Journée 44

 DIMANCHE 19 AOUT :     

“Le Porteil” après las Illas – Col de l’Estaca

                           7 h 30   – 17 h  

 

           Véron : « Etape sans difficulté et sans grand intérêt »…Cette fois, nous allons à peu près tomber d’accord avec lui…Quoique…

Nous cheminons sur de longues portions de pistes entourées de part et d’autre d’une végétation assez haute qui laisse voir peu de perspectives. Nous sommes dans le massif des Albères et les effluves méditerranéennes se font sentir ; Un vent chaud marin fait frémir pins, chênes-lièges et thuyas et quelques passages entre hêtraies et fougères nous rappellent le Pays Basque ; Parfois la large piste offre peu d’ombre et les gorges se dessèchent.
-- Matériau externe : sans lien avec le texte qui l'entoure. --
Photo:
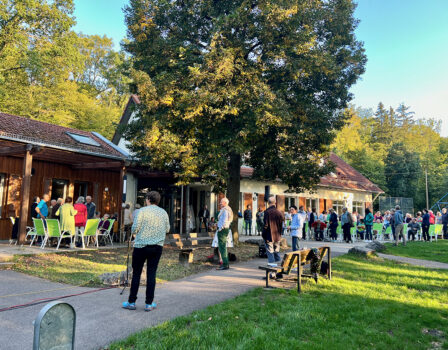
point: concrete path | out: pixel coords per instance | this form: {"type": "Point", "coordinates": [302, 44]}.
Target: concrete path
{"type": "Point", "coordinates": [417, 262]}
{"type": "Point", "coordinates": [101, 320]}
A d’autres moments, nous longeons une végétation désordonnée et dense ayant des allures de maquis provençal…

Le village du Perthus, se découvre comme un brutal changement dans le déroulé un peu monotone du parcours : nous débouchons sur un grand parking : les touristes sortent des voitures (« A combien de bouteilles d’alcool on a droit ? » me parvient aux oreilles) et se précipitent dans  un élan assoiffé vers les lieux idoines…

Une remarquable citadelle de Vauban surplombe le village, mais de cela, tout le monde se moque…

Un impressionnant pont autoroutier enjambe le village et accueille un défilé ininterrompu de camions, caravanes et voitures, de cela, tout le monde a connaissance…

Après cette plongée littérale et fugitive dans un autre espace-temps, nous remontons très vite à la surface de notre monde HRPiste, juste le temps de faire le plein d’eau.

Nombreux passages en forêt et halte dans un champ à vache pour la pause de mi-journée : une voiture s’arrête soudainement au milieu de la route attenante, dans la chaude torpeur d’un début d’après –midi pour prendre une photo…des vaches !

Petit coin vivifiant très fréquenté par les touristes, le col de l’Ullat avec ses pins élancés et sa fontaine d’eau fraîche est un endroit assez remarquable. Ensuite, c’est vraiment une vue superbe que nous contemplons au sommet (très très venté !) du Puig Neulos sur toute l’étendue de la plaine du Roussillon mais aussi sur la côte espagnole en direction de Cadaquès et Rosas. Ça souffle fort ! Et désormais le vent ne nous laissera plus guère tranquille jusqu’à l’arrivée, aux abords de Banyuls…

La descente nous permet d’entrevoir les premiers points de vue sur la côte et la ville de Banyuls et d’ailleurs, nous ne tardons pas à tomber sur le premier poteau de randonnée indiquant Banyuls- sur-mer à 7h 10 de marche. Les signaux avertissant de la fin proche de l’aventure se multiplient.

Nous recherchons alors un bivouac sur la crête Serra de l’Albera, aux alentours du col de l’Estaca ; Pas des plus faciles, malgré les immenses pâturages de part et d’autre du GR ! Les bourrasques de vent sont incessantes et les prairies labourées par les sabots des ruminants ne sont plates que vues de loin ; Finalement un petit coin abrité du vent en bord de piste et d’une hêtraie suffira à notre bonheur du soir et nous profitons de cette dernière nuit de silence au cœur des montagnes.